Communication key to success

In many rural villages of Niger, communications efforts have played a key role in convincing families of the importance of vaccination.

The involvement of village chiefs and religious leaders has been instrumental in raising awareness, especially among families living in isolated areas or in nomadic groups. In the region of Tahoua, a social mobilization committee has been formed, with religious leaders, spokespersons for nomadic groups and the head of the local Islamic Women Association all participating. Before each campaign, they travel to villages to interact with communities.

“Even though we have gone a long way, communication remains crucial for the success of immunization campaigns,” said Mrs. Adamou. “We don’t face too many refusals anymore, but there is still a lot of work to do to ensure the quality of the campaigns, especially in the most isolated areas.”

© UNICEF Niger/2011/Nganga-Kongo
A vaccination team is posted at a market during the National Polio Vaccination Days to reach children who could not be found at home.

Prevention is central to communication efforts. Polio is transmitted through contaminated food and water – and in a country where over 90 per cent of rural populations practice open-air defecation, the risk of infection is high.

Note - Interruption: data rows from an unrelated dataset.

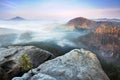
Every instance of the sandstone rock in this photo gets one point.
(78, 64)
(9, 59)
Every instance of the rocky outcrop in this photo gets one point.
(78, 64)
(9, 59)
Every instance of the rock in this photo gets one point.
(77, 64)
(9, 59)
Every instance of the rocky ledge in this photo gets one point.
(77, 64)
(14, 58)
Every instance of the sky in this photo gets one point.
(59, 9)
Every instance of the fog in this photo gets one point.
(17, 32)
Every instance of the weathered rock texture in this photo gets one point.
(9, 59)
(75, 65)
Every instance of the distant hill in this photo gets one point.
(106, 19)
(17, 18)
(81, 22)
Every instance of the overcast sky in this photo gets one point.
(59, 9)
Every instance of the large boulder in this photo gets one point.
(77, 64)
(10, 56)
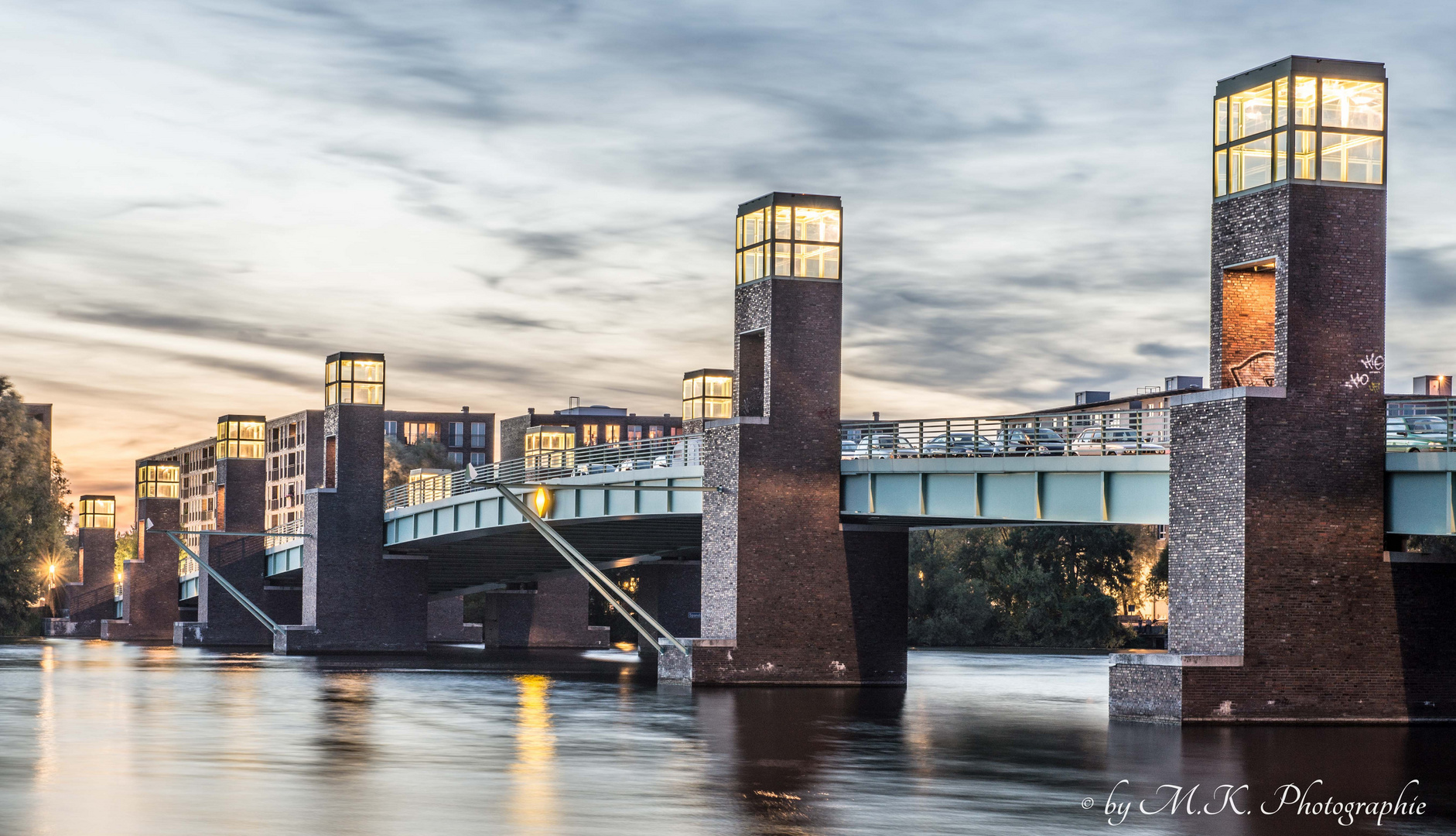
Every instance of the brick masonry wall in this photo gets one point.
(1324, 629)
(802, 602)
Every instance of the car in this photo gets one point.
(884, 446)
(960, 444)
(1113, 442)
(1030, 442)
(1417, 434)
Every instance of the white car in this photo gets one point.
(1113, 442)
(884, 446)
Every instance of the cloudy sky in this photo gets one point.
(525, 201)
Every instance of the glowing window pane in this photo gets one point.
(1305, 101)
(1249, 165)
(1305, 155)
(1251, 112)
(782, 259)
(1350, 158)
(815, 224)
(1353, 105)
(815, 261)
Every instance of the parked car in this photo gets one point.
(1113, 442)
(1417, 434)
(1030, 442)
(884, 446)
(960, 444)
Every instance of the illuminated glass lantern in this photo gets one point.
(353, 378)
(708, 393)
(788, 236)
(97, 512)
(1302, 120)
(158, 479)
(241, 436)
(551, 446)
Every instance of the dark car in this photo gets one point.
(960, 444)
(1030, 442)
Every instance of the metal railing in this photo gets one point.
(1091, 433)
(542, 465)
(1420, 424)
(280, 533)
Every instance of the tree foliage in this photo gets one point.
(32, 509)
(401, 459)
(1031, 586)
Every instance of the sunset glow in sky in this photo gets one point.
(518, 203)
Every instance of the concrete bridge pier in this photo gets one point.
(241, 502)
(149, 586)
(356, 599)
(788, 596)
(92, 596)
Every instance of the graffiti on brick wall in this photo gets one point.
(1256, 370)
(1373, 366)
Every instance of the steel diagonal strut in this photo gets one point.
(594, 576)
(258, 614)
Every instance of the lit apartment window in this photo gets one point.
(98, 512)
(417, 431)
(351, 378)
(241, 437)
(158, 479)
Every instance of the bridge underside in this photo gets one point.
(508, 553)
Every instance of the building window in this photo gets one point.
(804, 242)
(354, 379)
(417, 431)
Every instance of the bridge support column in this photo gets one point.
(149, 586)
(788, 598)
(222, 621)
(356, 599)
(1282, 606)
(92, 598)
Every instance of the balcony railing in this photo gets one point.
(539, 467)
(1091, 433)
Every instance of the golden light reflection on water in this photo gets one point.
(533, 804)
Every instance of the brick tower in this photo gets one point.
(241, 479)
(354, 596)
(788, 598)
(149, 584)
(1282, 605)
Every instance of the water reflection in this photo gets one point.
(120, 738)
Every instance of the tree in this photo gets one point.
(32, 507)
(401, 459)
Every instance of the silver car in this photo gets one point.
(1113, 442)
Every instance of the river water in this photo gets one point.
(112, 738)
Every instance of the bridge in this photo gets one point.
(1107, 467)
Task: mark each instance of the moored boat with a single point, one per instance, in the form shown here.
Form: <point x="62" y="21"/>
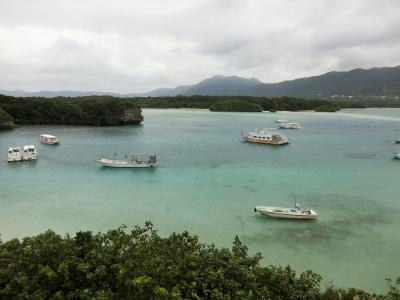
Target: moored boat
<point x="289" y="125"/>
<point x="30" y="153"/>
<point x="14" y="154"/>
<point x="266" y="136"/>
<point x="135" y="161"/>
<point x="49" y="139"/>
<point x="287" y="212"/>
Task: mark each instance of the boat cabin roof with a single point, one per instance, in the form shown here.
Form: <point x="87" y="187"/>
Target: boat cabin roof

“We tell the families how their children can catch the disease. We explain them that they have to wash hands before feeding the babies, and that they should keep the ground clean so children crawling on the floor don’t get infected,” Mrs. Adamou said.

Reaching every last child

Even though important progress has been achieved in Niger, there have also been setbacks. As many as eight rounds of National Immunization Days were organized in 2011, and still six cases of polio were confirmed during that year, compared to only two in 2010.

“We have organized so many rounds of vaccinations last year,” explained Dr. Amadou Ousseini, Director of the Health Department of Tahoua. “We dedicated most of our time to these campaigns against polio, but we know that we haven’t managed to reach all the children, and new cases keep being detected.”

A number of villages in Tahoua are located in remote or insecure areas, limiting vaccination coverage. Immunization campaigns there are further complicated by the fact that many families have been forced to migrate because of food insecurity. And nomadic groups, which are numerous in that region, are often hard to locate.

“We are aware of these limits and we are working on specific outreach strategies,” Dr. Ousseini said. “For instance, we always start the campaigns one day early to make sure that we are able to travel to all parts of the region, even the most isolated. We also hire vaccinators among nomadic groups because they know the local languages, and they know where to find their camps. We post vaccination teams at the markets or at key points on the roads, because a lot of people transit there, and these are good spots to catch missed children.”

Full eradication of the virus will only be possible if all children, including those living in the most remote areas, receive the vaccine. UNICEF, the World Health Organization and other partners are working with the government to maintain the quality of immunization campaigns while designing targeted outreach strategies for hard-to-reach children. Only this kind of perseverance will ensure that, one day, the fight against polio is won.